Disposto a finalmente pular na ponta do grupo 7 da Copa Bridgestone Libertadores de 2014, o Flamengo terá pela frente, em casa, nesta quarta-feira (12 de março), um velho conhecido – e protagonista de boas lembranças: 31 anos depois, o Bolívar pisará de novo no gramado do Maracanã. Em 1983, na última vez em que os bolivianos se aventuraram pelo Rio de Janeiro, tomaram o avião de volta com goleada por 5 a 2 na bagagem: Júlio Cesar, Adílio, Robertinho, Elder e Baltazar foram os carrascos.
O confronto, à época, parecia mais um duelo entre David e Golias. Enquanto o Rubro-Negro levou a campo a mesma base do time campeão continental de dois anos antes, ainda que desfalcado do craque Zico, o adversário tinha de acreditar no ataque formado pelos desconhecidos Borja, Salinas e Silva – foi este último, aliás, o autor dos gols de honra dos visitantes na partida. Longe de ter um esquadrão como aquele, o Flamengo, agora de Hernane, também assume condição de favorito.

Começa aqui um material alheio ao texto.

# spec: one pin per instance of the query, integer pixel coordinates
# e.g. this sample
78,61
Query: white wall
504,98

“Mas tem sempre de ficar com a pulga atrás da orelha”, alertou Raul Plassmann, goleiro e um dos líderes do time de 83. “Eu ficava muito preocupado de jogar contra alguém mais fraco, porque, quanto mais favorito você é, mais responsabilidade você tem. Não tem desculpa: perdeu, é vergonha”, completou o ídolo do clube da Gávea.

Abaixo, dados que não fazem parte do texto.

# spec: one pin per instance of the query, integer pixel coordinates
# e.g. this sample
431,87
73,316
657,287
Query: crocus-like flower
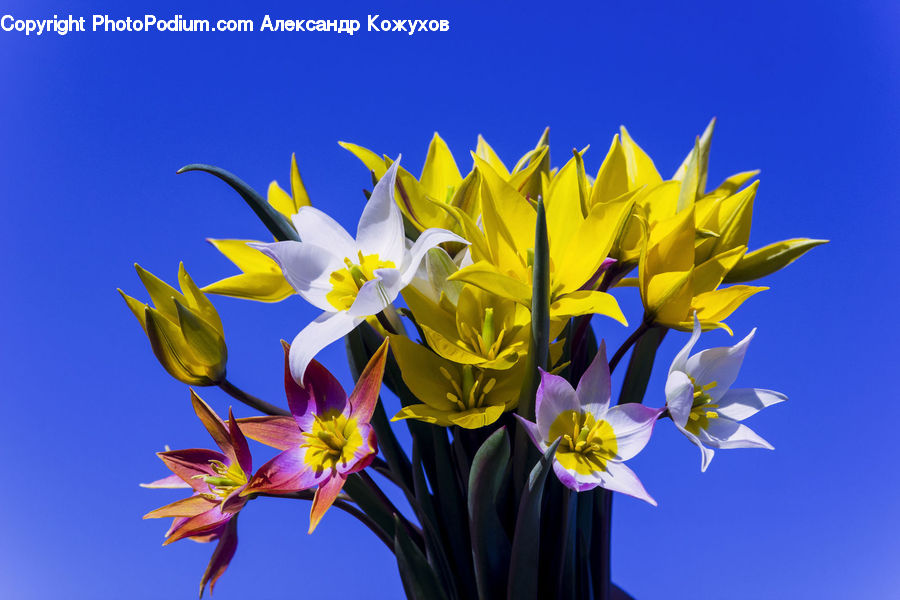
596,439
184,329
703,406
217,478
348,278
327,438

“Ao longo desses anos, o futebol boliviano ficou nivelado, não regrediu nem progrediu. O problema era, e ainda é, a altitude de La Paz. A 3,6 mil metros, a coisa complica”, analisou.
“Em casa, o Flamengo deve ir para cima. Tomando cuidado, é claro, mas acelerando o jogo e tentando fazer o placar a todo minuto”, aconselhou Raul, que apostou em resultado elástico: 4 a 0 para os mandantes. Caso a previsão se confirme, os cariocas, graças ao tropeço do León contra o Emelec na terça (11), assumirão a liderança.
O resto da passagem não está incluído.